Gerwein closed the book, pushed it away from her. "It goes on to describe Arellarti, talks about the powers of Bloodstone and the like--the sections which were excerpted and abridged for the volumes we uncovered earlier. The part I translated for you tells us where we stand, though.

"In short, you suggest that Kane's power has been broken. This is doubly false. In truth we speak of Bloodstone's power, for Kane is no more than its pawn. He erred, as did we all, in believing the Krelran had harnessed the power of Bloodstone to serve their race. Our conceit kept us from recognizing on whose neck the shackles truly weighed. And now we realize how little our hollow victory means--if after such losses we can name it victory! While we were barely able to check Bloodstone's attack last night, our strength has been sacrificed for but little gain. We defended our lives--the lives of a few of us--and now what force have we to attack Bloodstone! Yet Bloodstone is no more than a short span of time from the fulfillment of its design and the attainment of power that well may be without limit!
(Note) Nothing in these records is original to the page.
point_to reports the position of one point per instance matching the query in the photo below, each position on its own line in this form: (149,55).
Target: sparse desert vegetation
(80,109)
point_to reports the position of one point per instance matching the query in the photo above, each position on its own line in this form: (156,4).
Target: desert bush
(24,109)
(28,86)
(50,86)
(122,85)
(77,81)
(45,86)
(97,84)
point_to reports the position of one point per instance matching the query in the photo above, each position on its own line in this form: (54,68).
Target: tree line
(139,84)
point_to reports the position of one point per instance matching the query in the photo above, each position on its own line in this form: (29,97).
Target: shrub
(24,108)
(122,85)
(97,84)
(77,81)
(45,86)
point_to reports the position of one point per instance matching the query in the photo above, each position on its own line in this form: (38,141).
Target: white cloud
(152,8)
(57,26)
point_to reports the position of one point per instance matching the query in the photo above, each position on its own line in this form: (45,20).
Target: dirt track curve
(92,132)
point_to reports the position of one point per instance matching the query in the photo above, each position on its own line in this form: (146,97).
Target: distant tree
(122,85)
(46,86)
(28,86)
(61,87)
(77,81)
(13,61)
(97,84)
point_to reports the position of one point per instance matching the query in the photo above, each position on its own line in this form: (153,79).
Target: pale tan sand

Do you think this inconsequential setback we dealt Bloodstone last night could have crippled such might?

"But the final despair is to understand the doom Bloodstone means to wreak upon all mankind--if its horror will not reach even farther! The others of its race shall be summoned, and man shall be a mindless slave to these devouring gods... and what hope is there to break such chains? I believed my pitiful sorceries could defeat Bloodstone, but last night it took the most potent of spells just to withstand its languid thrust! Once it achieves the peak of its power, no magic forces known to man can resist Bloodstone! It took the incalculable strength of three elder-world titans to destroy Bloodstone when its power was at ebb--and even they could not altogether annihilate it!
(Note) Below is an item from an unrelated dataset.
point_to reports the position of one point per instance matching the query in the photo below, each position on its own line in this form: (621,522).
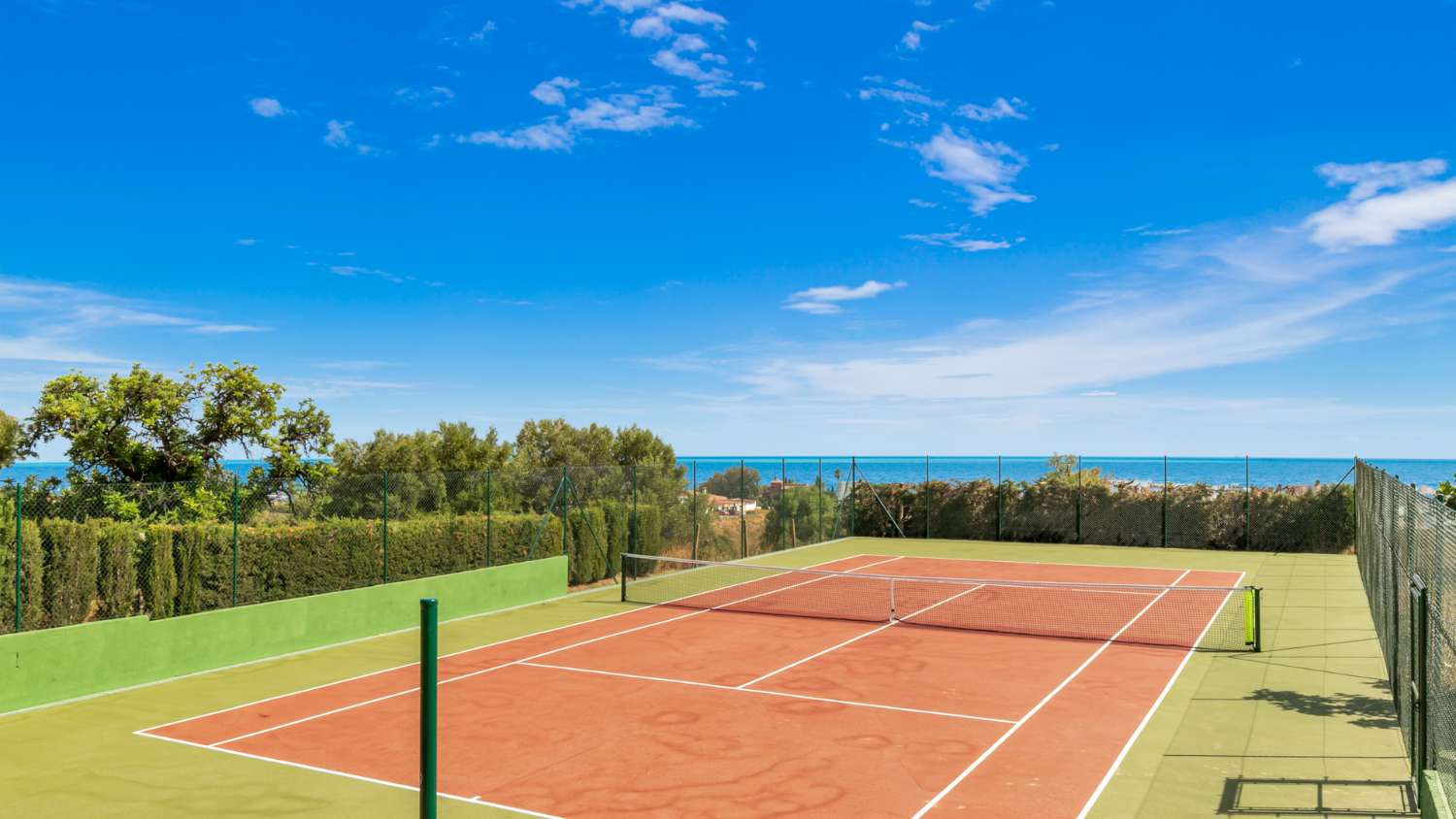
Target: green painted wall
(60,664)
"Our cause is doomed," she declared quietly. "We are pitted against an enemy whose power truly is beyond our conception. Against such measureless force mankind cannot hope to prevail."

It seemed the dark silence which followed her pronouncement would never be broken. Not even a bird or warrior's shout was heard within the tent. It was as if the pavilion had been hermetically sealed by their despair.
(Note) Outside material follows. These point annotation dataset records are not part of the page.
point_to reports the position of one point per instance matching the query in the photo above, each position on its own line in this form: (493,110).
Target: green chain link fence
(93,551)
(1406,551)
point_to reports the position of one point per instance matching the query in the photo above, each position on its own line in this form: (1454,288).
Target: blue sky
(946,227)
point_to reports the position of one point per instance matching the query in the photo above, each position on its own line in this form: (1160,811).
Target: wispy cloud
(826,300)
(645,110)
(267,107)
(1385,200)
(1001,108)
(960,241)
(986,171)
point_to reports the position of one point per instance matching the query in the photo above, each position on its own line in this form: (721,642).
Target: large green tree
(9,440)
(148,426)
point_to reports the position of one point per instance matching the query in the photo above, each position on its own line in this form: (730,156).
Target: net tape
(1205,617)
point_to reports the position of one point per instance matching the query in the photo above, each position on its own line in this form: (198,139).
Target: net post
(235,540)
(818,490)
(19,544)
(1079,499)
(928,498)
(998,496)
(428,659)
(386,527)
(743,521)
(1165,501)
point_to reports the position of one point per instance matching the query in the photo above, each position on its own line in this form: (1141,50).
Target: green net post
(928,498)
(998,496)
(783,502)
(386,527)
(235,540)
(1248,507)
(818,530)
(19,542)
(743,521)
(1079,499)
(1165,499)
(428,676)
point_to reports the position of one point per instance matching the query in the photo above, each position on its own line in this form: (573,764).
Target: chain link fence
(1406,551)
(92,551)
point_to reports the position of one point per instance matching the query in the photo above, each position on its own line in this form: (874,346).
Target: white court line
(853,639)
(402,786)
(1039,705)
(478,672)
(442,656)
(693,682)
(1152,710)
"Let us die in the attempt," said Dribeck at last. The others remained silent. Nor was there any answer they could give.

"I have no more than several hundred men who are fit to march," he continued, his voice unnatural. "Still, I'll lead them to the walls of Arellarti--though we're but children throwing stones at an ogre's castle. Likely we'll all perish before some new and terrible weapon... before we ever reach the city portals. Yet there's a chance we might fight through--reach Bloodstone's fane--destroy it somehow, I don't know--maybe force Kane to show us how. The odds are not ones I care to ponder, but they seem a far more tempting gamble than to wait for Bloodstone to deal with us as it wills.

"At least the evils of which we know have been vanquished. The shadow army is destroyed, there can't be more than a few score Rillyti skulking about, and we can counter Kane's death ring. I'm assuming we can take your moon disk with us--is there any other way your sorceries can aid us?

"We'll try to arrange for the simulacrum to accompany you, though I doubt its magic could withstand the fury of Bloodstone's limitless energy for very long." Gerwein's chin lifted resolutely; her eyes flashed determination, if not hope.

"There is one desperate spell which remains to us that may be effective--a spell that will force Bloodstone to the defensive. But this is magic of terrible potence. I had hoped not to resort to such evocation, since the forces that will be unshackled will be almost beyond the limits of sorcery to control. There is no longer a choice to make, it seems.

"As you know, Shenan, goddess of the moon, is mistress of the ocean tides. Kranor-Rill was sea before it rotted into morass, and thus its boundaries once were part of the tidal realm. There is a spell, a most dangerous spell, that will loose the ancient tides upon the lands where once they held dominion. I intend to send the waters of the Western Sea into Kranor-Rill... to hurl the power of the tides against Arellarti!"